Hold On (The 'Burg #6)(169)
It was time for cake.
But it was also a birthday party with fifteen kids and twice that many adults paying homage to my boy for being awesome (and turning eleven), so there was always something to do.
“Yeah, babe. Can you grab the ice cream?” I asked, unearthing R2-D2 from his flat, white box.
“Absolutely,” she murmured, pushing her way to the fridge.
I felt a hand warm on the small of my back as I saw another hand offering me two boxes of candles, one box of blue, one black.
“Need a light?” Merry’s voice rumbled into my ear.
I twisted to look up to him. “Yeah, gorgeous. And can you grab the plates and forks and get everyone in the living room?”
His hand slid down to the top of my ass, fingers curved around my hip, and gave a squeeze. “You got it.”
He dropped the candles on the counter by the cake, dug in his jeans pocket, pulled out a lighter, and tossed that on the counter too. Then he bent and kissed my neck briefly before he took off.
“Everyone in the living room,” he announced as he went. “Time for cake.”
“My big brother…domesticated,” Rocky remarked.
I looked to her to see she had a tub of ice cream in her hand and her eyes aimed where Merry was herding people out of the kitchen.
She turned to me and her smile was big.
“Looks good on him,” she declared.
“Your brother always looks good,” I replied.
Her big grin got bigger.
I dipped my head to her middle. “Congrats, by the way. Merry told me.”
She balanced the tub of ice cream in one hand in order to put her other to her belly. “Thanks.”
I turned to the cake and snatched up the candles.
Rocky got close.
“You want some?” she asked.
“Want some what?” I asked back, shoving candles in the cake and feeling weird doing it. R2-D2 was also my favorite Star Wars character and shoving candles in his middle (even if that middle was pure frosting) felt like stabbing my favorite teddy bear.
She put the ice cream on the counter and took some candles from me, starting to help.
“Some kids,” she explained.
Rocky and I weren’t tight like Vi and I, Feb and I, Frankie and I, or even Dusty and I were. We knew each other. We liked each other. But I was closer to Tanner.
But she was my man’s sister.
It was time.
“Yeah,” I said softly.
“Cute baby girls with your brown eyes,” she replied softly.
I looked to her. “Cute baby boys with his blue ones.”
She smiled again.
This one wasn’t huge, but it said a whole lot more than both the others had and all it said was good.
“We need help in here?”
Rocky and I turned to the door to see Dave walking in.
“Yeah, Dad, go in the living room and pull the curtains so we have dark for the candles,” Rocky ordered.
“Gotcha,” Dave said. He gave me a grin and turned right back around.
“And make sure people have their cameras ready!” Rocky bossed right before he disappeared through the doorway.
He lifted a hand to indicate he’d heard and was gone.
“I’ll get a knife,” she muttered. “Ice cream scoop?”
“That drawer there,” I said, jerking my head.
I finished with the candles and grabbed the lighter to start lighting.
“Baby, ready?”
I twisted again and saw Merry had six packages of Star Wars plates held sandwiched in one of his big hands, a package of plastic forks in the other. The living room beyond him was dimmed. All was ready.
“Ethan in place?” I asked.
“Yeah,” Merry answered.
I smiled. “Then yeah, honey.
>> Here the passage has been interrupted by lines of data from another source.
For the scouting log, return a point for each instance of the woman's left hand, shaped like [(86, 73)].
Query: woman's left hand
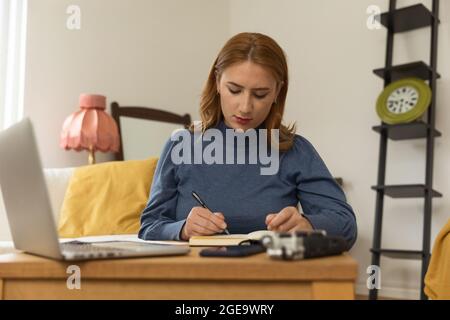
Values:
[(287, 220)]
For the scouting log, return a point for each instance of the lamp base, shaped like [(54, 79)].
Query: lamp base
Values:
[(91, 156)]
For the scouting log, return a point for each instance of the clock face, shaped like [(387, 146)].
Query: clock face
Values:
[(402, 100)]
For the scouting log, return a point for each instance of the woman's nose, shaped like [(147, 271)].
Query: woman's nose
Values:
[(246, 105)]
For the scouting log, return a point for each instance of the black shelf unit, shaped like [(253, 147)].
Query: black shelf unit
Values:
[(417, 69), (406, 191), (397, 21), (406, 131), (401, 18)]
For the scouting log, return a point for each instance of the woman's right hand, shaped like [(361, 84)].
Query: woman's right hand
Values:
[(201, 222)]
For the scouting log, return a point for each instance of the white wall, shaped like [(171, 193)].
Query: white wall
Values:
[(151, 53), (332, 96), (160, 52)]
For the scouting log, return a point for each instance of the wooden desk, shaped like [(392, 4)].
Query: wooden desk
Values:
[(24, 276)]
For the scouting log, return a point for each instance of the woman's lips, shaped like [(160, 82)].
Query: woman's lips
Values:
[(242, 120)]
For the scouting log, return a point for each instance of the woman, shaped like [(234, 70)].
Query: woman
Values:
[(246, 90)]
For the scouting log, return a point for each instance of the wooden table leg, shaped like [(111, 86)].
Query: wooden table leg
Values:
[(333, 290)]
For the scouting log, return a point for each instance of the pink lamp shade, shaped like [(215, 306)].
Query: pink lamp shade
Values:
[(90, 128)]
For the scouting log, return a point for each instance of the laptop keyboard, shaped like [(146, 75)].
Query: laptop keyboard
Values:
[(83, 247), (116, 246)]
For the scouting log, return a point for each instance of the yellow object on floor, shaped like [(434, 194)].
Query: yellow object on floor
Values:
[(437, 279)]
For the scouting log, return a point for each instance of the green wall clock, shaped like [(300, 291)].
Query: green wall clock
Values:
[(403, 101)]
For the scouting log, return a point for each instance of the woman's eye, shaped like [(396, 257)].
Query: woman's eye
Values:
[(234, 92), (260, 97)]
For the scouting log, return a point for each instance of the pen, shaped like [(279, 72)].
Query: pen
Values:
[(196, 197)]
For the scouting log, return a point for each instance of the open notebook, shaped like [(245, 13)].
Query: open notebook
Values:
[(227, 239)]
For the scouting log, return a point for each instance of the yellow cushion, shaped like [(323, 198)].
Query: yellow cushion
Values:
[(106, 198), (437, 279)]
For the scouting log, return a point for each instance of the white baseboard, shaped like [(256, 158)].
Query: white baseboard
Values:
[(391, 292)]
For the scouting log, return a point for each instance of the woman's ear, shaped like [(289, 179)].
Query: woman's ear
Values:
[(279, 86), (217, 82)]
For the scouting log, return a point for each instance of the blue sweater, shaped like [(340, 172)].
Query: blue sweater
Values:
[(244, 195)]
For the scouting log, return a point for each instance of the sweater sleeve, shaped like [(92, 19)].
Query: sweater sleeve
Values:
[(158, 220), (322, 199)]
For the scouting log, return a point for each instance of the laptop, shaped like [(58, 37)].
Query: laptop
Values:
[(29, 210)]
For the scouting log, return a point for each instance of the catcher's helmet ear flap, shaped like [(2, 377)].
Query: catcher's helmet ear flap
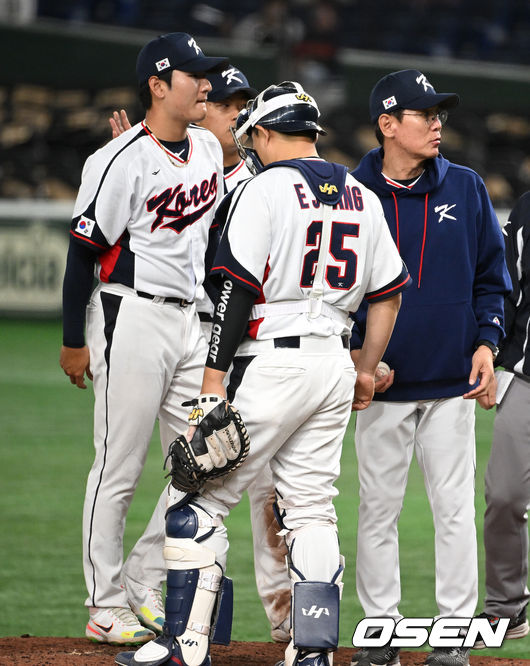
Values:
[(285, 108), (248, 155)]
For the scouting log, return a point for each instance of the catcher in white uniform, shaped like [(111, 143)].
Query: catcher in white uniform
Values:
[(229, 95), (142, 219), (303, 244)]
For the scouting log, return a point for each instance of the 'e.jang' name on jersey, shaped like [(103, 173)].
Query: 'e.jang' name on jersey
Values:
[(147, 213), (270, 246)]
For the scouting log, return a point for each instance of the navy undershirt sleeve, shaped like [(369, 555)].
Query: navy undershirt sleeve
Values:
[(230, 321), (77, 287)]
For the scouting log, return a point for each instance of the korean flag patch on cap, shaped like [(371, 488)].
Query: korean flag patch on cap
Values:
[(85, 226), (162, 64)]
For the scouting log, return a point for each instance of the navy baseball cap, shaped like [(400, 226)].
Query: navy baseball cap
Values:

All ready.”
He smiled back, turned, and stopped dead.
I stopped dead too.
This was because there was a loud banging on the door.
Very loud.
And from that loud, you could definitely read angry.
Very angry.
What the f*ck?
Merry glanced my way, then tossed the plates and plastic silverware aside and prowled out.
With a quick look at a perplexed Rocky, I tossed the lighter aside and hurried after him.
I hit the kitchen doorway to see forty-seven people crammed into my not-very-big living room, a room draped in black-and-blue streamers; black, blue, and silver balloons bunched and stuck in corners and around the ceiling light; and black plastic Darth Vader head-shaped trays and white plastic Stormtrooper head-shaped trays filled with Chex Mix, M&M’s, honey-roasted peanuts, or Fritos littering every surface available.
And all of those people were silent as the angry knocks kept coming.
I also saw my son’s confused face turned to the door. Merry was struggling his way through bodies to get to it, but Colt was already there.
Colt opened it.
“Stop knocking,” he bit out when the knocking didn’t stop because whoever was doing it was doing it on the storm door.
“I demand to see Cheryl!”
Fuck.
Peggy.
I looked to Ethan, who no longer looked confused.
His face was pale and his eyes were on me.
“It’s cool. Everything’s cool,” I said to the room at large but turned to the closest adult, who happened to be Dave. “Do me a big favor, Dave. Can you get my son in the kitchen?”